DATE=$(date +%Y%m%d-%H%M%S)
RETENTION_DAYS=30
mkdir -p "$BACKUP_DIR"
# Backup Workspace data
tar czf "$BACKUP_DIR/workspace-$DATE.tar.gz" \
/opt/openclaw/data/
# Backup configuration (excluding sensitive .env files)
tar czf "$BACKUP_DIR/config-$DATE.tar.gz" \
/opt/openclaw/config/
# Clean old backups
find "$BACKUP_DIR" -name "*.tar.gz" \
-mtime +$RETENTION_DAYS -delete
echo "[$(date)] Backup completed: workspace-$DATE.tar.gz"
# Add to Cron for daily backup at 2 AM
echo "0 2 * * * /opt/scripts/backup-openclaw.sh >> /var/log/openclaw-backup.log 2>&1" \
| sudo crontab -u openclaw -
Conclusion
Switching OpenClaw Gateway from Local to Remote mode is essentially a mindset shift from "personal tool" to "infrastructure." In Local mode, Gateway is a quiet background service on your laptop; in Remote mode, it becomes a network service that needs to be taken seriously — requiring authentication, encryption, monitoring, backups, and a disaster recovery plan.
The deployment paths covered in this article can be summarized in three progressive stages:
- Stage 1: Local mode + default settings -> Zero configuration, ready to use, suitable for exploration and learning
- Stage 2: Remote mode + Tailscale -> Secure cross-device access without complex network configuration
- Stage 3: Cloud VPS + Docker + Nginx/Caddy + TLS -> Production-grade 24/7 deployment
Which stage to choose depends on your specific needs. A personal developer's automation assistant may find the Tailscale approach to be the optimal solution; an agent platform serving enterprise users would need the full Docker + reverse proxy + monitoring stack.[6]

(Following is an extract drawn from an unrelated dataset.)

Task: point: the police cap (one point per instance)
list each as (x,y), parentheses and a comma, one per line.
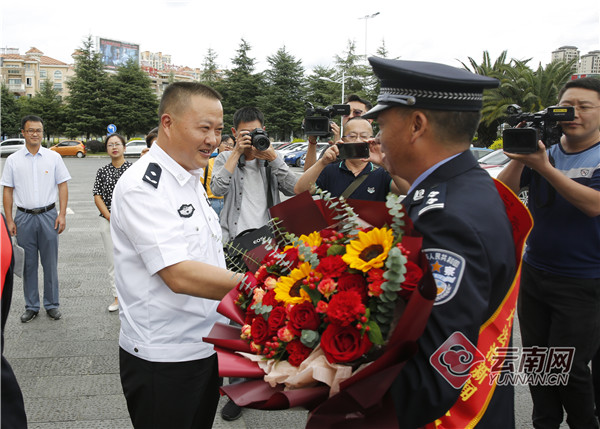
(428,86)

As the OpenClaw community continues to grow,[2] Gateway features are also evolving rapidly. It is advisable to closely follow updates in the official documentation regarding cluster coordination, multi-Gateway synchronization, and Zero-Trust security models — these will determine the critical path for OpenClaw's evolution from a personal productivity tool to an enterprise-grade AI agent platform.[1]